Nine tracks, every sound sourced from the harp, yet nothing sounding like the harp you think you know. Fusco prepares it like a piano with wax, hairpins, and sticky tape. She records it submerged in a pool until its resonance fractures into alien textures. She manipulates it electronically until it mutates into percussion, drone, and distortion. And then she throws it back at you with elegance, ferocity, and zero apologies.
The single “SHE”, a collaboration with the eternal outlaw Iggy Pop, has already been hammered on BBC 6 Music. It isn’t just a co-sign, it’s a confirmation: Fusco belongs in the same canon of musicians who rewire tradition into something unruly and alive. The track works because it’s a hinge — opening the door for listeners who might never wander into avant-garde harp experimentation, yet find themselves pulled into its orbit by sheer gravity.
But BOHÈME’s pulse beats strongest in its experiments. “Resistance” is exactly that: an act of sonic defiance, the harp made metallic and industrial, its delicacy warped into tension. “Nocturne” teases familiarity, beginning with gentler tones before dissolving into something spectral, bowed, and uncanny. “Für Therese”, Fusco’s radical restoration of a forgotten name erased from Beethoven’s history, twists the cultural relic of Für Elise into something feral and breathing. It’s reclamation through distortion, a refusal to let history flatten individuality.
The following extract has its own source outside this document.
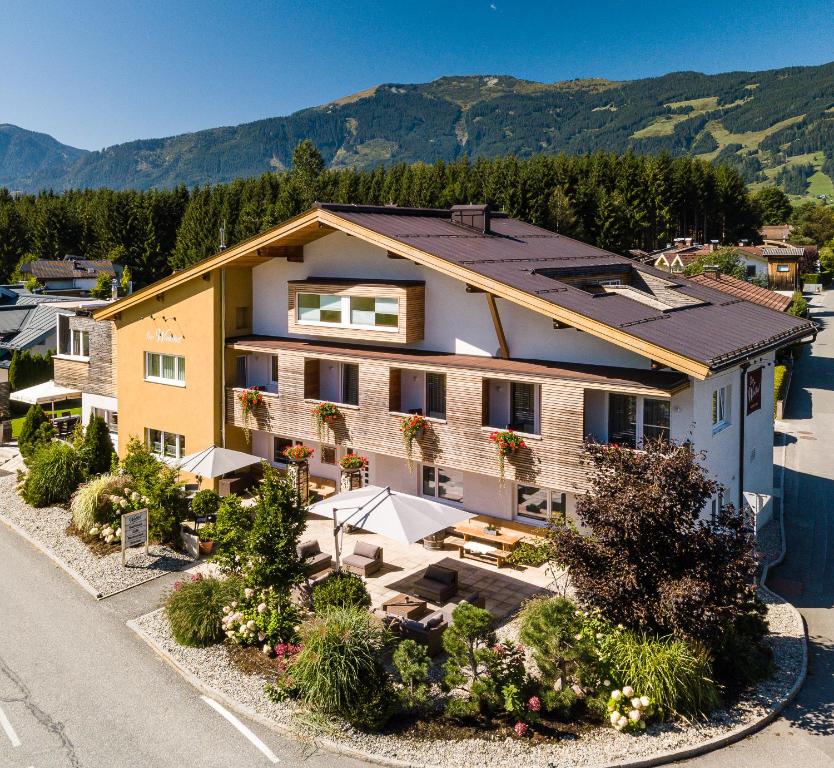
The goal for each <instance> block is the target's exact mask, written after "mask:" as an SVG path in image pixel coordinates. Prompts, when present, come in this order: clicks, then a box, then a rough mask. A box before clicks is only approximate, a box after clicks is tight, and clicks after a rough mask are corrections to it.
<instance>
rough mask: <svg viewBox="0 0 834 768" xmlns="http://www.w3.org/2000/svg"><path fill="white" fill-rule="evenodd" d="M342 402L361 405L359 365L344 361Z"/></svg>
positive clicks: (353, 363)
mask: <svg viewBox="0 0 834 768" xmlns="http://www.w3.org/2000/svg"><path fill="white" fill-rule="evenodd" d="M340 402H342V403H345V404H346V405H359V366H358V365H356V364H355V363H342V399H341V401H340Z"/></svg>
This is where Fusco thrives: between tradition and rupture, between the recognizable and the unclassifiable. There are moments that alienate, yes, but that’s the point. Accessibility isn’t the goal. Freedom is. Every track on BOHÈME carries that manifesto.
Fusco’s trajectory proves this isn’t a one-off experiment. She has carried the harp from the Royal Albert Hall to the Montreux Jazz Festival, from the United Nations to sweaty festival stages. She composes soundtracks, radio themes, and juries Eurovision, then returns with a record that makes the harp sound like it’s clawing through water and wood. And in 2025, she takes this mission further, selected for the International Visitor Leadership Program of the U.S. Department of State, placing her at the cultural table with institutions like the GRAMMY Museum and the Herbie Hancock Institute of Jazz.
All of this makes BOHÈME more than an album. It’s an assertion: that beauty doesn’t come from preserving instruments in glass cases, but from breaking them open, dragging them through mud and pool water, testing what else they can say. Fusco invites us to stop fetishizing tradition and start listening to what happens when it’s dismantled.
So did you think you knew the harp? In Fusco’s hands, it’s not an ornament, it’s a weapon. And BOHÈME is the sound of it finally being fired.